Picture yourselves coming one day back home from the supermarket with your groceries, and at the entrance of your building a policeman asks you to see what you have. “Pitas?” he says while counting them, “you’re only allowed 5.” “But we’re 4 people at home, 5 pitas won’t be enough.” But he pulls out the bag 5 pitas and puts them aside. “Sorry, only 5.” From another bag he takes out potatoes, measures the bag with his eyes and takes out half, pulls out a few tomatoes from another bag, and 6 eggs from the box: “you’re only allowed 6.” You watch stunned – is someone actually going to tell you how many eggs to eat? How many tomatoes to put in your salad? Yes!! Well, perhaps not to you personally, but if you were a Palestinian, this situation would not be unthinkable.

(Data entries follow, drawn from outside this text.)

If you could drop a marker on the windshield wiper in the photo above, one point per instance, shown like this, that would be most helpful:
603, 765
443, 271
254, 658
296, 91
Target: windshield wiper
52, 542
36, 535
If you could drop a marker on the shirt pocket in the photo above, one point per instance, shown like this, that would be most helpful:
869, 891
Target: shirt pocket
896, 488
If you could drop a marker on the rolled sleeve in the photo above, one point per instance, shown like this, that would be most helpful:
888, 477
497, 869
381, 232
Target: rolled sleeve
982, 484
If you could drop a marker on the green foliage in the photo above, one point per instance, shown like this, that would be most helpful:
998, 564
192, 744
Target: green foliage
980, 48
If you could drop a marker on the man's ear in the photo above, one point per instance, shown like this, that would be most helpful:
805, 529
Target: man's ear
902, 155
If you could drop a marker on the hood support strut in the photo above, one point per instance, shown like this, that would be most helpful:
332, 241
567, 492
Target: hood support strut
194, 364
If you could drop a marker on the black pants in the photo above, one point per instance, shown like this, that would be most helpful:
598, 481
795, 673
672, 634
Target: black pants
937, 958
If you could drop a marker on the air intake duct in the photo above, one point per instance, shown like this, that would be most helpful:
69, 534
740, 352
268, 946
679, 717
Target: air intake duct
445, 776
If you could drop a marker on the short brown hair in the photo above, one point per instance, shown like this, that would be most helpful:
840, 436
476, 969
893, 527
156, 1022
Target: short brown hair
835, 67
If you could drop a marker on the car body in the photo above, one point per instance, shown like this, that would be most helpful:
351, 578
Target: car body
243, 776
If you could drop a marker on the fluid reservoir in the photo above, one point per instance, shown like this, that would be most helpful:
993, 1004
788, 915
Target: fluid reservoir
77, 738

Azun Atme is a village locked within the separation wall between the settlements, Oranit, Elkana and Sha’arei Tikva. In order to leave these settlements within the Israeli area, this village is locked by the wall from all its sides. A prison within a prison, that’s the right word for it, and not the “clean” term used for it: Green Line Seam Exclave.
On the northern side, leading to the West Bank, the checkpoint is manned by the army. A hard checkpoint. Lots of soldiers, male and female, a room for metal detectors, a guardhouse and the carousels. Everyone, including pregnant women and infants, has to go through the metal detector room. On the southern side, leading towards the settlement road 505, a new checkpoint is being constructed these days.

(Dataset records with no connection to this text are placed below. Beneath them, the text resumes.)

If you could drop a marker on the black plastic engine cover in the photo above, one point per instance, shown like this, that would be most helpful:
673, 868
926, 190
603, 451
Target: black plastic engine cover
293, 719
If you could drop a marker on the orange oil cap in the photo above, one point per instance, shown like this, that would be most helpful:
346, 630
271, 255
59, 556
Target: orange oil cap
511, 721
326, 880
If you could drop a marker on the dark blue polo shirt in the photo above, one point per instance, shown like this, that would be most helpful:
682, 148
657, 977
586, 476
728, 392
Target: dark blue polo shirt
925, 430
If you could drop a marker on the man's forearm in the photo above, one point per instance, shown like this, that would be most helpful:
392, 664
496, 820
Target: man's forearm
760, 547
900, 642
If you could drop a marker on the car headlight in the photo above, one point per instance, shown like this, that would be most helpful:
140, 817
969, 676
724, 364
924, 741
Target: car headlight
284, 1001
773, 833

Both checkpoints close down at 9pm. An entire village, a few thousand people, children, elderly, women about to give birth, people with heart condition – all are well-locked behind walls, fences, barbed wire, armed soldiers and guard-posts. Not terrorists, unarmed. Farmers (Azun-Atme had free passage to Israel for over two years and did not produce a single attempt for a terrorist attack). Like Qalqilya, and like many other villages that the Separation Wall has separated between them and the most fundamental right there is – the right to freedom. And as if all that is not enough, ten households of the village are on the other side of road 505, on the other side of the wall.
But, every exception is supplied with its proper oppression. Each resident of those ten households is examined on its way home, including its belongings and anything purchased in the village. The army has allocated rations that a person is allowed to bring home. 10 pitas, a kilo of potatoes, etc. Even if it’s a person with 9 children, a grandfather and grandchildren. Even if it’s a person with a household of 20 people. Maybe if he goes to Qalqilya at the office of the DCO (District Coordination Office), stands in line for a whole day, he will get a special permit for some extra rations. But in the name of all the people, of members of my family, who are haunted to this day by the shadows of days behind barbed wire and armed soldiers, I want to ask: what has become of us?